Nitekim ‘Onlar Allah’ı aldatmaya kalkışıyorlar’ (Bakara 9) mealindeki ayet de bunun gibidir. Allah asla aldatılamaz. O’na tuzak kurulamaz. Fakat onlar, Allah’ın dinine ve dostlarına tuzak kurduklarında, Allah bunu kendi zâtına nispet etmektedir. 

Buna göre müminler Allah’ın dinine, peygamberine ve velîsine/dostuna yardım ettiklerinde, Allah bu yardımı kendi zâtına yapılmış saymaktadır.” 

Yardımın şekli

İmam Mâturîdî rahmetullahi aleyh, Muhammed suresi 7. ayetini de şöyle tefsir etmektedir: 

“Ey iman edenler! Allah’a yardım ederseniz O da size yardım eder. Yani siz Allah’ın dinine yardım ederseniz O da size yardım eder. Yahut siz Allah’ın velîlerine/dostlarına yardım ederseniz, O da düşmanlarınıza karşı size yardım eder. 

Bizim, Allah’ın rızasını kazanmak uğruna O’nun dinine ve dostlarına yardım etmemiz iki şekilde olur:

Birincisi, bu yardımı bazen canımızla yaparız bazen da malımızla. 

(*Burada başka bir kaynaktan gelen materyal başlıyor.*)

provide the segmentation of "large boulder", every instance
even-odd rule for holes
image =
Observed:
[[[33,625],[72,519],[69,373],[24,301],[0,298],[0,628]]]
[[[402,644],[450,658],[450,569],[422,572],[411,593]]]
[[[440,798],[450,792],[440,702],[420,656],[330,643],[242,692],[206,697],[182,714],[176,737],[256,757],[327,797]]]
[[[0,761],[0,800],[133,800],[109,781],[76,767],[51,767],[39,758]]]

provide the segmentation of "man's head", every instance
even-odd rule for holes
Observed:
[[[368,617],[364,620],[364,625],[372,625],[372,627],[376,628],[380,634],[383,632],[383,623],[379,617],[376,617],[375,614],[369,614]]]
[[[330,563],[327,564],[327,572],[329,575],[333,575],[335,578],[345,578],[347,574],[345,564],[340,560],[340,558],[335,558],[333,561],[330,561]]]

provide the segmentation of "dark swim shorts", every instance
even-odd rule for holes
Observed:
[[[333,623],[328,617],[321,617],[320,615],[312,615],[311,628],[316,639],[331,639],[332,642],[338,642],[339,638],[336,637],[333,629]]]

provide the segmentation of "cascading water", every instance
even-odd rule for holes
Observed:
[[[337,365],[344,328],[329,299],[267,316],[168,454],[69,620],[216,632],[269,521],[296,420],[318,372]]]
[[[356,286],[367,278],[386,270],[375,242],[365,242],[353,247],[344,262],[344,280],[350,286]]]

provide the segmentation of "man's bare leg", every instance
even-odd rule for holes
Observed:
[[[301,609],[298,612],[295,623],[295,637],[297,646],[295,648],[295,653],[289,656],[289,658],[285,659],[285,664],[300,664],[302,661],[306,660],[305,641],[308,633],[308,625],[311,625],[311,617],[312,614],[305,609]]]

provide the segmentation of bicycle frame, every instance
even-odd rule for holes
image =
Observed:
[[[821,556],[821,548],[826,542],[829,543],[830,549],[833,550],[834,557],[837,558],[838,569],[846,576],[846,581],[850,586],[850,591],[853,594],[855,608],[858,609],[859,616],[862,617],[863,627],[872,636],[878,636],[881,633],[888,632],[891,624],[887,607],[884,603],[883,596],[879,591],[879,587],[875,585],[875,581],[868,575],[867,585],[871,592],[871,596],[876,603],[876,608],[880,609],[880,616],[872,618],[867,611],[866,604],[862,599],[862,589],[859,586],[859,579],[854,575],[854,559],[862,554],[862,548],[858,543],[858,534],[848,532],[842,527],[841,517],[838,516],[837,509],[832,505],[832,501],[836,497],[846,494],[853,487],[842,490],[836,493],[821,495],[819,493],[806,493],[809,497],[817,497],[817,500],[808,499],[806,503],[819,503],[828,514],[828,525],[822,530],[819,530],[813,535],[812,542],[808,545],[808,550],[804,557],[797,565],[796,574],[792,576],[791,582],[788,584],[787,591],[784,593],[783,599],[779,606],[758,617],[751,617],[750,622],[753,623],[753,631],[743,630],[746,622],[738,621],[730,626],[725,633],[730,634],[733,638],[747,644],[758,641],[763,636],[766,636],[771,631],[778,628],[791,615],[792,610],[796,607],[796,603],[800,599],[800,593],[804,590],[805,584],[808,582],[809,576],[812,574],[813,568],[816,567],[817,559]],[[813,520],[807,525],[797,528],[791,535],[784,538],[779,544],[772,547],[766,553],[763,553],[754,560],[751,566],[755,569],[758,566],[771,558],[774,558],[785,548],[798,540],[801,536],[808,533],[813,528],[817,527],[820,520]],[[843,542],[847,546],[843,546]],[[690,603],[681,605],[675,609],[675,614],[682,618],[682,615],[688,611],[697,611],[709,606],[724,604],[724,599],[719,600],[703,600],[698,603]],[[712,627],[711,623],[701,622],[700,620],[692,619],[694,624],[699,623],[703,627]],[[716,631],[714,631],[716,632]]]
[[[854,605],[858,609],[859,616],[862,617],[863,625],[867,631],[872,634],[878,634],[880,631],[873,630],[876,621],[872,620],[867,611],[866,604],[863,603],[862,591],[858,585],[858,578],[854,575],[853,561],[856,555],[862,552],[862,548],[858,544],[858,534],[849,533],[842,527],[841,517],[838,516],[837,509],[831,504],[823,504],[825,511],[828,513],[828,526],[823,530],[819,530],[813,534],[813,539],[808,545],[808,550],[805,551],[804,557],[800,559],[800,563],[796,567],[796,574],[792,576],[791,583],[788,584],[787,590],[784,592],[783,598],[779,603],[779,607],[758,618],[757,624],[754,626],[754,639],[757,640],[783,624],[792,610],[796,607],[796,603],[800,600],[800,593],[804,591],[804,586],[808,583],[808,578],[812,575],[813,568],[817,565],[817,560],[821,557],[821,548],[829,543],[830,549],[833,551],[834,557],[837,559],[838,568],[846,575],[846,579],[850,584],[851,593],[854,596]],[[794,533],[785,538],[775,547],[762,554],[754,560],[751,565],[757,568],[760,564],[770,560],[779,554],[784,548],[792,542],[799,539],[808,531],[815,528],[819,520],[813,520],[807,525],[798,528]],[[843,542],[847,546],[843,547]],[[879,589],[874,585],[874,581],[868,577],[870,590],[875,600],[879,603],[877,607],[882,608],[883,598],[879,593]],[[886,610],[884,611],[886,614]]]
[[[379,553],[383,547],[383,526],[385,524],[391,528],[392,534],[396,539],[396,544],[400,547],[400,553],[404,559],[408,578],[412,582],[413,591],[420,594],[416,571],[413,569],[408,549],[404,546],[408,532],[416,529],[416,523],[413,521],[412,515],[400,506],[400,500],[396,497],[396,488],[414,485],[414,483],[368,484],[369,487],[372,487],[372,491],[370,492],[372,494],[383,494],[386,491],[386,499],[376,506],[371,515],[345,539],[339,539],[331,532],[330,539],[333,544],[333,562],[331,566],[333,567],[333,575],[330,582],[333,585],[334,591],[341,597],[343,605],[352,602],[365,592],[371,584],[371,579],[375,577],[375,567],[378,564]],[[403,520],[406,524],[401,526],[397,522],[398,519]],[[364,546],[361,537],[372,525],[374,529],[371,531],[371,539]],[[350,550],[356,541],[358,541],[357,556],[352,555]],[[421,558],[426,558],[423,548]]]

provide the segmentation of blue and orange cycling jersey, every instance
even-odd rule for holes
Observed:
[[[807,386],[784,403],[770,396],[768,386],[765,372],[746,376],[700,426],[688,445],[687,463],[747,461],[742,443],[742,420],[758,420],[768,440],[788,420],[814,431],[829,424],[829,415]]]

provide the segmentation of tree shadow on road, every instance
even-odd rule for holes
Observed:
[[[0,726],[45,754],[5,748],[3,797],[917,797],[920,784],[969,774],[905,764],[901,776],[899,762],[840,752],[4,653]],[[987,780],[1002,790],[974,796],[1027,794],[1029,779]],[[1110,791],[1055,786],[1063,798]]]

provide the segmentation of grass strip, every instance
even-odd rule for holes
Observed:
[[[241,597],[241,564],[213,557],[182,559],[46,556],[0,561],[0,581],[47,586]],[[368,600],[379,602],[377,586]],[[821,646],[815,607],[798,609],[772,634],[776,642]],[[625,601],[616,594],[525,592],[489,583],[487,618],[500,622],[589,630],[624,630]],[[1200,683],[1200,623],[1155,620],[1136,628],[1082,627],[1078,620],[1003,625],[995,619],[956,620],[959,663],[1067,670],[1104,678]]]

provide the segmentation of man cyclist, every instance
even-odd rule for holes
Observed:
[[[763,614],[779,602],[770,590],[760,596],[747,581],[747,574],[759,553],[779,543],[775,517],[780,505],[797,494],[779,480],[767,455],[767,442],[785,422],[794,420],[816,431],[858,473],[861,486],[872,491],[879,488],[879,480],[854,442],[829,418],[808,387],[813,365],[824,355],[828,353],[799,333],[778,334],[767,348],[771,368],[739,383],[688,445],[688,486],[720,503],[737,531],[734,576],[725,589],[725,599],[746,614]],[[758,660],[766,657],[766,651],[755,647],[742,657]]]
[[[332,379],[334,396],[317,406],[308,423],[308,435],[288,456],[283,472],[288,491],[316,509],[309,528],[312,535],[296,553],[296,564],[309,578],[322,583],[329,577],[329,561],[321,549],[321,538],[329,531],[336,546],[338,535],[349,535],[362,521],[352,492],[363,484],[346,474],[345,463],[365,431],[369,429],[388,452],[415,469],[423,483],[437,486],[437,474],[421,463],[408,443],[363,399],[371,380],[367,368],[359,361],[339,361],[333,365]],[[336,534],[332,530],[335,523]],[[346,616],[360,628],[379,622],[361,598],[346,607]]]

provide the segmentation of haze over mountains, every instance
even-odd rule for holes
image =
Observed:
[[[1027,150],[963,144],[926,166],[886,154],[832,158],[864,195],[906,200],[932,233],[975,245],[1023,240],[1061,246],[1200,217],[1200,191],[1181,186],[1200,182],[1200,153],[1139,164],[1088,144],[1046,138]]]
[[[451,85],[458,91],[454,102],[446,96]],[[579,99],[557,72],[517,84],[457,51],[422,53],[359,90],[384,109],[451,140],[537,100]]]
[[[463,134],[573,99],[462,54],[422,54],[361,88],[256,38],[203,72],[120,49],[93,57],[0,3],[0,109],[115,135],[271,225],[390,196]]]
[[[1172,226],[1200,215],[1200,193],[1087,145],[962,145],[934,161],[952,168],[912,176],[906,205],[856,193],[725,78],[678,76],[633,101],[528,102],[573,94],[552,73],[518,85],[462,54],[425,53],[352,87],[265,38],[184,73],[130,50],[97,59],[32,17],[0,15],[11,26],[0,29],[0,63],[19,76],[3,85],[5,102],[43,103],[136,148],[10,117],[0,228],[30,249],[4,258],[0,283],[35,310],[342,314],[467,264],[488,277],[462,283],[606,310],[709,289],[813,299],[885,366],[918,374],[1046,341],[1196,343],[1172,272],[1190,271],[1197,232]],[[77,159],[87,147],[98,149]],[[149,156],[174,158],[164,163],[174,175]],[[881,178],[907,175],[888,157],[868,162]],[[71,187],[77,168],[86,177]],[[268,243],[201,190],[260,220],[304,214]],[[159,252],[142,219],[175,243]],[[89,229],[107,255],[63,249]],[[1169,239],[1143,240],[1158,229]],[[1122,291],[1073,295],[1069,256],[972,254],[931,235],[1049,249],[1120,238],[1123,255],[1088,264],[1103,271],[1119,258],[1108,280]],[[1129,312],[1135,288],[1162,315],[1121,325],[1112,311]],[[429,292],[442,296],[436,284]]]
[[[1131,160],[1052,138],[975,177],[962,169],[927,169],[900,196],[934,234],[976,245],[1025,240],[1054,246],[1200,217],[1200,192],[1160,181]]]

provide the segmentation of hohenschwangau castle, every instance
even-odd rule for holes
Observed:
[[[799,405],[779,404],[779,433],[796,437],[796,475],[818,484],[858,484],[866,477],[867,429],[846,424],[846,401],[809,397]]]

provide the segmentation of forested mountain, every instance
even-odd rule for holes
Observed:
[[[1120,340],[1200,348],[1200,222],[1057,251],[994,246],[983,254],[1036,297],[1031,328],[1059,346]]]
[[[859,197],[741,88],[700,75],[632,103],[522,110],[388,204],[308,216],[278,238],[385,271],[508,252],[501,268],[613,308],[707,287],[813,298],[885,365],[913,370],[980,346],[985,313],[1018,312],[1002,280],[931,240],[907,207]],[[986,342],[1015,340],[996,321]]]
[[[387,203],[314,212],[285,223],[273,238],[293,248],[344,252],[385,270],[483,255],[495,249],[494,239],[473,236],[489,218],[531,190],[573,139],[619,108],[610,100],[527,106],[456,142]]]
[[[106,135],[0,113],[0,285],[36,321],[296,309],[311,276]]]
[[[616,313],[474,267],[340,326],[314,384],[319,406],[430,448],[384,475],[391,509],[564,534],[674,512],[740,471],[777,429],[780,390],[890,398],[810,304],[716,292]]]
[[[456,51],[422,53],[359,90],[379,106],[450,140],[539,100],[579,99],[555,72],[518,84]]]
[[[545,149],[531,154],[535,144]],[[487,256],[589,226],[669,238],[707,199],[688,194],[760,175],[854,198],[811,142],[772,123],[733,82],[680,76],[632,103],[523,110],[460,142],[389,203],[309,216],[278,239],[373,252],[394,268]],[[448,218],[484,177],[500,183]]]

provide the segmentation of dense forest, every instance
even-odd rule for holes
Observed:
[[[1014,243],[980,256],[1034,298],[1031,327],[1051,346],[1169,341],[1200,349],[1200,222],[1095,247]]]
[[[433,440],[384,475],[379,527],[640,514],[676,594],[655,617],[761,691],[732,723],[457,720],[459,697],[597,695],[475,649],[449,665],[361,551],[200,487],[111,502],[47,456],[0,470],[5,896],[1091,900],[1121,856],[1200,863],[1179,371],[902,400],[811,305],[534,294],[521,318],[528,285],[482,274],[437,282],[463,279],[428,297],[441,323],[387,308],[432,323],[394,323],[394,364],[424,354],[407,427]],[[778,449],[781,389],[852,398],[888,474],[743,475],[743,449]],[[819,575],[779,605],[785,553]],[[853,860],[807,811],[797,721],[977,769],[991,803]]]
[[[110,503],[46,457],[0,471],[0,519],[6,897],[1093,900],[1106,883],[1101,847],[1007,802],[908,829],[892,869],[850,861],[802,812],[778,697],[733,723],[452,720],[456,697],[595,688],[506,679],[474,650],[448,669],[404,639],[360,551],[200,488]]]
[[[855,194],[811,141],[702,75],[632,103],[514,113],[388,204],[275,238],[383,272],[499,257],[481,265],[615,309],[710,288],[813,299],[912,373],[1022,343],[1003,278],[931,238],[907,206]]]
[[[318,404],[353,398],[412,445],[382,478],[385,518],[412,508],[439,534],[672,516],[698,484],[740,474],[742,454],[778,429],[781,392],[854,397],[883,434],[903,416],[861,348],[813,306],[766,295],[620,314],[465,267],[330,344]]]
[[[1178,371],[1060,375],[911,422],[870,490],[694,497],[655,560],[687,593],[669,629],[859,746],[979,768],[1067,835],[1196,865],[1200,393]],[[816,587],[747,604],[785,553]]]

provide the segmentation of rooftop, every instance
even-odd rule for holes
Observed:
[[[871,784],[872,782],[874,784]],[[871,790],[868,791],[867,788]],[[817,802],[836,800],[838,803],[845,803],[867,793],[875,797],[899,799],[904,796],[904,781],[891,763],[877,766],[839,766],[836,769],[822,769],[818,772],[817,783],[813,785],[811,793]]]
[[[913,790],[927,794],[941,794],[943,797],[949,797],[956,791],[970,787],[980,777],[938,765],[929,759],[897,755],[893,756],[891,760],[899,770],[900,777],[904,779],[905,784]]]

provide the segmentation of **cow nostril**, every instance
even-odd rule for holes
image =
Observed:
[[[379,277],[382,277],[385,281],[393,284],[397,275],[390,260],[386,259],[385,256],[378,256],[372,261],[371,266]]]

İkincisi, bize emredilen delilleri ve ayetleri göstermek suretiyle O’nun dinine deliller ve kanıtlarla yardım ederiz. 

Allah’ın bize yardımı da iki şekilde olur: 

Birincisi, kendilerini mağlup etmek ve hükmümüz altına almak için düşmanlarımıza karşı bize yardım eder. Ancak bu yardım her zaman ve her durumda olmaz, bazı hallerde ve bazı zamanlarda gerçekleşir. 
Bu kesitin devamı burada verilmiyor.